Il se retourne vers moi, pose une de ses mains sur un des barreaux.

- Discuter de quoi?

- Ce que tu veux. Je ne sais pas...Raconte moi ta vie ici, au château. La vie avec ton père.

- Il n'y a rien d'intéressant à raconter pour moi, et à entendre pour toi, à ces sujets.

- Laisse moi en juger. Je pourrais aussi te raconter ma vie dans mes terres. Si tu en as envie. Il réfléchit. Ou sinon, tu peux me raconter ce que tu aimes faire, tes passes temps...ce que tu lis. J'essaie de trouver des idées, n'importe quoi. Je veux qu'il reste, je veux passer du temps avec lui, auprès de lui. Comme aucun son ne sort de sa bouche, je commence, pour l'encourager. Je m'appelle Harry Edward Styles. J'ai 22 ans, je suis le dernier né et dernier vivant Styles. Mais je crois que tu le savais déjà.

- Je ne savais pas ton âge, il murmure.

- Tu as quel âge, Louis?

- 22 aussi. Il baisse sa tête.

- Tu sais, tu peux entrer et t'asseoir loin. Je suis toujours attaché. Il pèse le pour et le contre, et sort de nouveau la clef de sa cape. Une fois de plus, je rêve de passer mes mains dessous, pour le sentir, découvrir les formes et les courbes de son corps.

Louis s'assoit pas loin de moi. Je suis déjà au bout de ma chaine, je suis inoffensif. Quand il s'assoit, sa cape remue, le courant d'air est mon allié. Comment je n'ai pas senti ça avant? Bien sûr, c'est pour ça la cape épaisse, pour ça que j'ai tant aimé son odeur dans la salle du trône...

- Tu es un Omega! Je crie de surprise, sans réussir à retenir cette révélation dans un coin de mon cerveau. Il se fige. Il relève la tête, d'un coup. Je peux enfin voir son visage un peu plus clairement que la dernière fois. Je suis tétanisé. Il est encore plus sublime que dans mon souvenir.

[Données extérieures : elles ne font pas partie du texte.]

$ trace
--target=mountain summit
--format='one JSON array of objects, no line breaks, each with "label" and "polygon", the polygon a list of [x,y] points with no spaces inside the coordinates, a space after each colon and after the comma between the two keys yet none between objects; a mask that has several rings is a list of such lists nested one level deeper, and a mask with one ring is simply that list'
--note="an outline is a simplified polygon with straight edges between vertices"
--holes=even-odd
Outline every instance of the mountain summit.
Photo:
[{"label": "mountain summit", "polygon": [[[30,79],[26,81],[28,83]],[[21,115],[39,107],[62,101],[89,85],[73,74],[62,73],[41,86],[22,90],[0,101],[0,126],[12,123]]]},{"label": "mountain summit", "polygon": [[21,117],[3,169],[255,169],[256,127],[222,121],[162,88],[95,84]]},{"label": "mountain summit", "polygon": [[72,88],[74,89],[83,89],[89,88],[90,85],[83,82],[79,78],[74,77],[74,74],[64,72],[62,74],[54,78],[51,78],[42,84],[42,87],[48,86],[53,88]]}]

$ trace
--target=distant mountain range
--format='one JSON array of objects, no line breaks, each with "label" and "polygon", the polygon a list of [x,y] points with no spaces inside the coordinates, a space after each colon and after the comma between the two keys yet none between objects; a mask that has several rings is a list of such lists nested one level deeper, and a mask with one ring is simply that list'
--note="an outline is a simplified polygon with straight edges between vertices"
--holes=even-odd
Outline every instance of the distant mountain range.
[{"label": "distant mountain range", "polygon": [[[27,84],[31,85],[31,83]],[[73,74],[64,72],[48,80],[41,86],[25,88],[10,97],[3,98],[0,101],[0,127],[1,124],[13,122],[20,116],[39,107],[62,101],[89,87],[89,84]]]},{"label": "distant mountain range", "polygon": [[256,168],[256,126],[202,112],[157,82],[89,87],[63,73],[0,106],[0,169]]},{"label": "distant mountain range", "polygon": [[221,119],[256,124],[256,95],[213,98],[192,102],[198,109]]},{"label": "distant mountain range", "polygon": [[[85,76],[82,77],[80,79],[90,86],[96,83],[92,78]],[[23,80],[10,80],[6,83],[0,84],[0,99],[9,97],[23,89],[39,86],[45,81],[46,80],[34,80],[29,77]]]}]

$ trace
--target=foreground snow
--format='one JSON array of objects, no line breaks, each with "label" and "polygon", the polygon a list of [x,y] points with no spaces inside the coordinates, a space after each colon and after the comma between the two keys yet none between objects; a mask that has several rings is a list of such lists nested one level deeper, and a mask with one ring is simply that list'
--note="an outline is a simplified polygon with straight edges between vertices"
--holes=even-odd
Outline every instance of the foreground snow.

Mais je ne peux pas m'attarder dessus. Louis se lève et part en courant. Attends, non, Louis, s'il te plait. Il referme la grille. Ce n'est pas un reproche au contraire...Mais il continue sa course et disparait de mon champs de vision, et de mon odorat.

Soudain j'ai peur. J'ai peur qu'il ne revienne plus. J'ai peur de ne plus avoir l'opportunité de le revoir.

Mais ce qui m'effraie encore plus, c'est que je réalise seulement bien plus tard que s'il ne revient plus ce sera la fin de mon alimentation.

Cette mort lente passe donc au seconde plan dans les préoccupations de mon esprit. En second après le fait de ne plus le revoir lui. C'est ça qui m'effraie.